Comment nous perçoivent-ils ?
Dire que l’on vient de Suisse illuminera le visage de votre interlocuteur, notre pays étant considéré comme prospère et stable. En matière de politique internationale, les avis sont plus tranchés en raison des sanctions économiques décrétées par les USA auxquels se sont joints les pays européens sous peine de rétorsions américaines. Les Iraniens s’estiment mis au ban des nations. Sanctionne-t-on l’Arabie saoudite voire la Chine pour non-respect des droits de l’homme me dirent les Iraniens ? Vous avez besoin du pétrole des émirs et la Chine vous effraie. Deux poids, deux mesures. Hypocrisie ajoutèrent-ils alors qu’ils sont souvent virulents à l’égard de leur propre gouvernement. Dès son arrivée au pouvoir, Donald Trump décida de se retirer des négociations de Vienne. Elles avaient comme but la levée des sanctions contre l’abandon des recherches en matière de nucléaire militaire. Des négociations longues, ardues mais il eut été préférable de poursuivre par la voie diplomatique. Les Iraniens n’ont plus confiance avec la réélection, possible, de l’homme aux cheveux jaunes. Finalement, l’Iran disposera tôt ou tard de la bombe atomique et livre des drones à la Russie. Un timide espoir cependant : des relations diplomatiques ont été renouées avec l’Arabie saoudite ce qui pourrait laisser entrevoir la fin du conflit au Yémen où ces états ont soutenu les deux parties qui se sont affrontées dans une guerre oubliée.
Zafaraniyeh
Ce village ne doit pas voir souvent des étrangers et je ne verrai que peu d’enfants en raison de l’exode rural. Un couple âgé m’invite pour le thé malgré le Ramadan, mois du jeûne. Ils cultivent quelques arpents d’orge, élèvent poules et chèvres. Ils ont un énorme chien de protection au collier garni de pointes car les loups rôdent en saison hivernale. Devant une mosquée, c’est un jeune couple qui m’invite : elle est ingénieure agronome et lui a repris l’exploitation de ses parents pour la production de raisins secs. Ali a été emprisonné deux mois à la suite des manifestations de septembre dernier où une partie de la jeunesse était descendue dans la rue aux cris de Femme, vie et liberté à la suite du décès de Mahsa Alimi, brutalisée en prison. La répression fut brutale : plus de 500 morts et des milliers d’arrestations. Ali ne me parlera pas de ses conditions de détention mais j’ai senti un voile sur ses yeux lorsqu’il les a vaguement évoquées.

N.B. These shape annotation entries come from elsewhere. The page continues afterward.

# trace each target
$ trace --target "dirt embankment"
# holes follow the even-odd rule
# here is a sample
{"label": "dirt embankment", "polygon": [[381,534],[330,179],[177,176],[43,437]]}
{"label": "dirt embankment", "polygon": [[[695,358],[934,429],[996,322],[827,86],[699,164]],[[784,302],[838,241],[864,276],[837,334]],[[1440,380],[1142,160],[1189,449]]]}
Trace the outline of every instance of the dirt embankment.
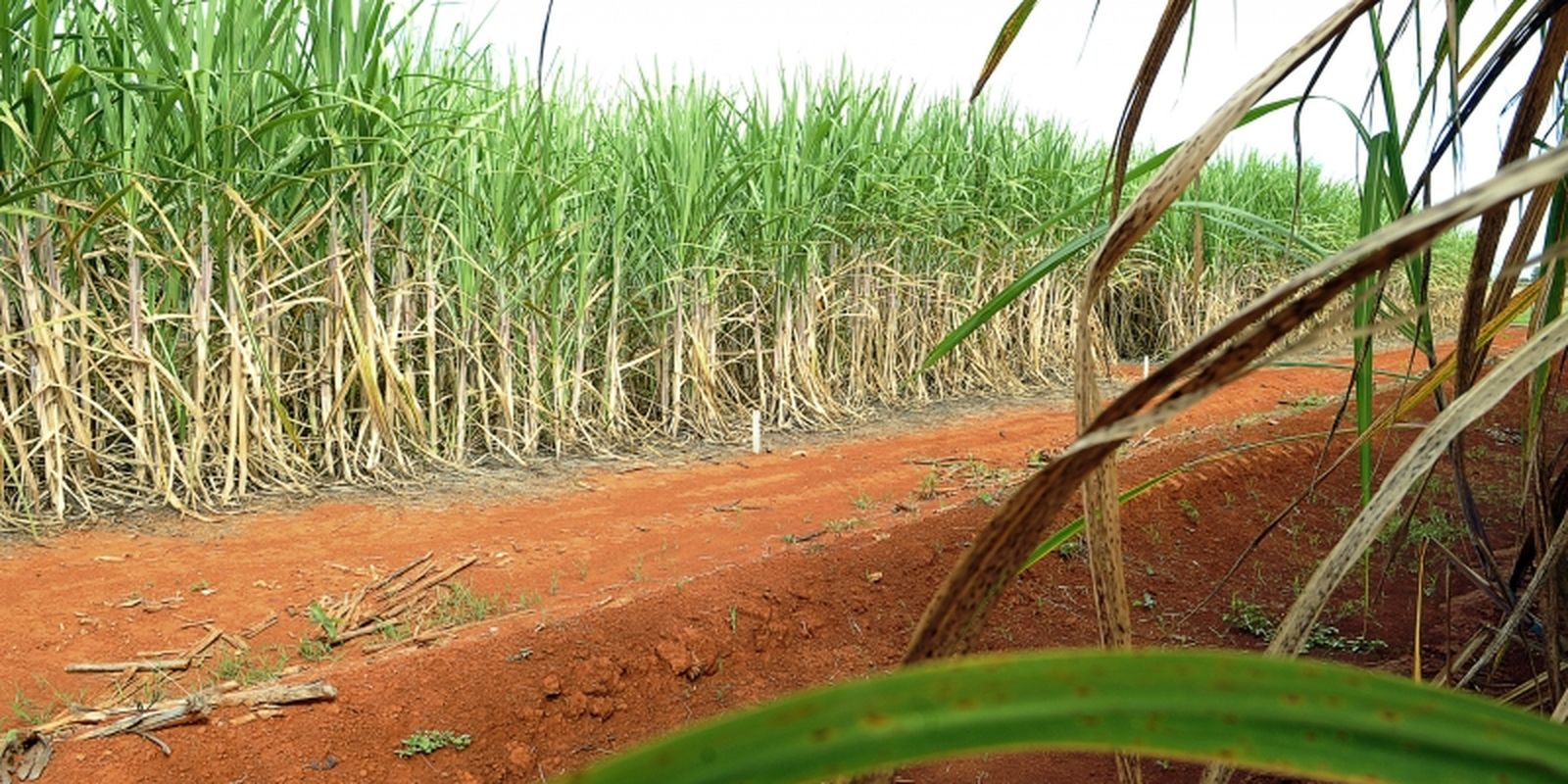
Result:
{"label": "dirt embankment", "polygon": [[[1381,359],[1403,361],[1402,353]],[[1259,372],[1127,448],[1123,478],[1138,481],[1228,445],[1320,431],[1345,378],[1323,368]],[[1516,411],[1512,400],[1472,439],[1486,514],[1512,513],[1518,497],[1508,430]],[[14,544],[0,574],[14,619],[0,643],[0,687],[17,695],[13,713],[49,713],[66,701],[102,699],[114,677],[64,674],[66,663],[182,651],[213,630],[238,637],[276,615],[245,641],[249,659],[229,655],[226,674],[306,665],[289,681],[325,677],[336,701],[271,718],[218,709],[207,721],[160,731],[169,756],[136,735],[61,742],[44,781],[539,781],[696,718],[891,666],[989,505],[1071,433],[1063,406],[1004,405],[768,455],[590,470],[533,495],[325,502],[210,525]],[[1353,513],[1353,469],[1333,475],[1193,608],[1305,486],[1320,448],[1322,439],[1254,448],[1127,505],[1129,590],[1143,643],[1259,644],[1237,618],[1250,608],[1278,616],[1289,604]],[[1433,497],[1433,521],[1446,502]],[[478,607],[485,619],[433,646],[364,654],[356,641],[321,662],[303,657],[299,640],[321,632],[312,602],[353,594],[426,552],[439,563],[477,558],[455,579],[472,588],[466,607],[499,605]],[[1381,575],[1381,554],[1372,563],[1367,585]],[[1490,608],[1460,580],[1435,580],[1444,572],[1433,561],[1425,568],[1433,593],[1421,644],[1430,674]],[[1411,550],[1388,566],[1381,594],[1347,586],[1328,619],[1338,635],[1328,640],[1347,649],[1330,655],[1408,671],[1416,590]],[[1088,568],[1069,547],[1018,580],[980,644],[1094,641]],[[1370,651],[1348,651],[1361,643]],[[215,665],[204,665],[205,676],[144,677],[141,696],[179,696],[216,677]],[[463,732],[472,745],[394,754],[422,729]],[[1159,760],[1146,770],[1156,781],[1182,773]],[[1099,757],[1025,754],[933,764],[911,778],[1104,781],[1112,771]]]}

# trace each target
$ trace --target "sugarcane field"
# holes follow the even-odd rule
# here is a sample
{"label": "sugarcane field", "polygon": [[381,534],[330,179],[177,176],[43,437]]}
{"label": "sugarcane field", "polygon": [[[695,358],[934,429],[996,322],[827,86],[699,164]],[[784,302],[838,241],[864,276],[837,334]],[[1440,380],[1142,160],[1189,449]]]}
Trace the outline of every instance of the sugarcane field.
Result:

Plus loin vers les frontières afghanes et turkmènes
Un épicier ne veut pas me laisser partir sans que je partage le repas avec sa famille. Comme de nombreux Iraniens, il cumule deux emplois, directeur d’école le matin et boutiquier l’après-midi. Il aurait aimé m’emmener dans son Baloutchistan natal, province adossée à l’Afghanistan, région délaissée par le gouvernement et terre de tous les trafics. Faute de temps, j’ai dû renoncer mais j’avais totalement confiance en lui en raison de son appartenance à une tribu puissante.
Et encore plus loin
Je n’ai pas compté les hectolitres de thé offerts, les salutations les mains sur le cœur. Faut-il voir dans cette hospitalité le fruit d’une longue culture ou le ta’arof, le code de bonne conduite ? Ou alors le fait que l’Iran n’a pas été colonisé et que ses habitants, comme les Ethiopiens du reste, vous regardent d’égal à égal ? Je n’ai pas de réponse mais c’est peut-être un peu de tout cela.